The last two points don't apply to void pointers, which is why they cannot by dereferenced and no pointer arithmetic may be done on them. The standard specifies that a void pointer must be big enough to hold any kind of pointer (except function pointers, which are a different story altogether) and that assignment to and from void pointers may be made without casts (at least in C, in C++ casts are always needed).
One reason is in pointer arithmetic. You cannot do p+1 unless you know the size of the element to which p points -- that is the size of the type to which p is a pointer. If you'd try p+1 on a void *p you're likely to get a bad answer (it is the same as if done on a char * but maybe you didn't want that; it is caught by -pedantic as a warning and by -pedantic-errors as an error).
Another reason is type safety. If a function receives as argument an int * you cannot pass a pointer to char (a string) there. You'd get a warning (an error with -Werror / -pedantic-errors). Consider this (dummy) code:
void test(int *x)
{
}
int main()
{
char *x = "xyz";
test(x);
return 0;
}
Compiling (using gcc (GCC) 4.8.2 20131017 (Red Hat 4.8.2-1)) gives:
1.c: In function ‘main’:
1.c:8:2: warning: passing argument 1 of ‘test’ from incompatible pointer type [enabled by default]
test(x);
^
1.c:1:6: note: expected ‘int *’ but argument is of type ‘char *’
void test(int *x)
^
So, why do we need to declare its type?
You want to know the type of the pointer so you can do static type checking.

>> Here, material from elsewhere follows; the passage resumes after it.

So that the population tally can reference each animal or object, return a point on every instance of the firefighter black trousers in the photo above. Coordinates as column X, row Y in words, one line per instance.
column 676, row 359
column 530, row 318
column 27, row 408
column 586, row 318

We also need to know the type in order for pointer arithmetic to work, for example when we index into an array(which is equivalent to pointer arithmetic) of different size types the pointer will be adjusted by a type dependent amount. If we look at the draft C99 standard section 6.5.6 Additive operators says (emphasis mine):
For addition, either both operands shall have arithmetic type, or one operand shall be a pointer to an object type [...]
So the pointer needs to be an object type, which means not incomplete or void.
You also said:
address occupies same amount of memory whatever may be the type. So, why do we need to declare its type?
This is not always true in C++ the size of pointers to member functions can change depending on the class type, one of the good articles that covers this is Pointers to member functions are very strange animals.
Furthermore we can see that both the C99 draft standard section section 6.2.5 Types paragraph 27 which says:
[...] Pointers to other types need not have the same representation or alignment requirements.
and the draft C++ standard section 3.9.2 Compound types paragraph 3 says:
[...] The value representation of pointer types is implementation-defined. Pointers to cv-qualified and cv-unqualified versions (3.9.3) of layout-compatible types shall have the same value representation and alignment requirements (3.11). [...]
do not require pointers to have the same representation except in specific cases.
You need to specify the type as the standard demands so. Moreover, so that there are no issues when you try to perform pointer arithmetic like addition or subtraction.